Despite experiencing constant fatigue, Reeve Hartman kept going to work—right up u ntil he was diagnosed last March with acute myeloid leukemia (AML). The very next morning, Reeve began chemotherapy at City of Hope hospital in Duarte.

“It’s so weird,” he said. “One day you’re just living your life and the next you’re loaded up on chemo.”

Reeve and his wife, Alison, raised five children, ages 14 through 22, in Huntington Beach. He has taught world history at South Lake Middle School in Irvine for 29 years.

Reeve initially shrugged off his uncharacteristic headaches. But when he awoke from a nap with labored breathing, Alison drove him to a local emergency room. Staff there found nothing too alarming.

After looking over her husband’s bloodwork, Alison—who worked in a pathology lab before children came along—was not convinced. She made an appointment with a hematologist, who confirmed her suspicions of leukemia.

That night, Reeve told his youngest children about his illness face-toface and Zoomed with his two kids away at college.

“It was almost like I was apologizing,” he recalled, choking up. “I felt terrible that I had to be gone, even though it wasn’t my fault.”

Thus began his first in a series of long hospitalizations—the first one, for 29 days.

When chemo took Hartman’s hair, son Owen, a junior at Marina High, shaved his head in solidarity. Hartman’s students delivered best wishes on a roll of butcherblock-paper that wrapped around his hospital room.

Dr. Guido Marcucci, a leading expert in AML, has been at the family’s side throughout. “Dr. Guido (his nickname) is so personable and knowledgeable,” Alison Hartman said. “He is just phenomenal.”

Marcucci described AML’s defective cancer cells as “queen bees that give rise to worker bees.” The malignant invaders destroy healthy blood cells that fight infection and carry oxygen.

“We first need to kill not just the worker bees but, critically, the queen bees with chemotherapy,” he said.

Then, in a stem cell transplant, the patient receives new bone marrow from a donor. “Bone marrow is an organ like any other organ, but a liquid organ,” Marcucci explained.

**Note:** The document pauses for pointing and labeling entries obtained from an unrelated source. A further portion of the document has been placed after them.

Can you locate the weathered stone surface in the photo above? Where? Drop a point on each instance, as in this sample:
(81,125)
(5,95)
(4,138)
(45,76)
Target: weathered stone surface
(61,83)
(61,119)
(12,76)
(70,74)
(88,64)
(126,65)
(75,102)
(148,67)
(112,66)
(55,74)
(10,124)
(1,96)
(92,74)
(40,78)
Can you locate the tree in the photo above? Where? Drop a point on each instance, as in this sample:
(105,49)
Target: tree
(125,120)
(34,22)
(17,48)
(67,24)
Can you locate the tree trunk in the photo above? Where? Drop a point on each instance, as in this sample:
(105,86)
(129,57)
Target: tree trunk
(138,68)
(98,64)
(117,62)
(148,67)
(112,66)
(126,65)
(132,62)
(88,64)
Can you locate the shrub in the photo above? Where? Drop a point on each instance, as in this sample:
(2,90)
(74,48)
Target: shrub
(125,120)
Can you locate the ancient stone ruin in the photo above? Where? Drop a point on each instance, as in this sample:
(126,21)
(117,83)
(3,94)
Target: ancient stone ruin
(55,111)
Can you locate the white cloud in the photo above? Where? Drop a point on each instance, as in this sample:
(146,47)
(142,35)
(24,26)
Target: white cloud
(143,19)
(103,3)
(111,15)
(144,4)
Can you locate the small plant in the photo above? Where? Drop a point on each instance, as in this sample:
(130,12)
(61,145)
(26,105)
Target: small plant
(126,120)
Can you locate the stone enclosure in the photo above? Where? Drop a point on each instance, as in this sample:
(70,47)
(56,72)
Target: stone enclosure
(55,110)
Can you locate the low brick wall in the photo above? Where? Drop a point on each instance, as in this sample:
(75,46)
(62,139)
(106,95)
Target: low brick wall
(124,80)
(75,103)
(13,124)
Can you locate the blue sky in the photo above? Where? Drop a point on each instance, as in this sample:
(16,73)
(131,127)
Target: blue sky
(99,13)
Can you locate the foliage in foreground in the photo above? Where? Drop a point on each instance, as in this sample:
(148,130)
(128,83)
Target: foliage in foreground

Fortuitously, Hartman’s younger brother Tanner proved a perfect match. “Being a donor is a huge ordeal, but Tanner agreed without hesitation,” Hartman said. “I am forever grateful.”

Hartman underwent the transplant in July. With his immune system initially stripped and—follow ing surgery--rebuilding, he isolated for 197 days straight on the hospital’s campus. Now he can go home for brief visits, receiving outpatient care at City of Hope’s regional clinic in Huntington Beach.

“Reeve is doing extremely well,” Marcucci said. “One of the pillars of success is the support of family and friends, and he has a really good support system.”

“I’ve really missed our house, our little dog—all those things you take for granted,” he said. “I love to surf. I can’t wait until I can get my feet back in the sand.”

For now, his goals are set on regaining strength. “Dr. Guido and the entire staff at the City of Hope have been fantastic,” Hartman said. “They are all about beating cancer.”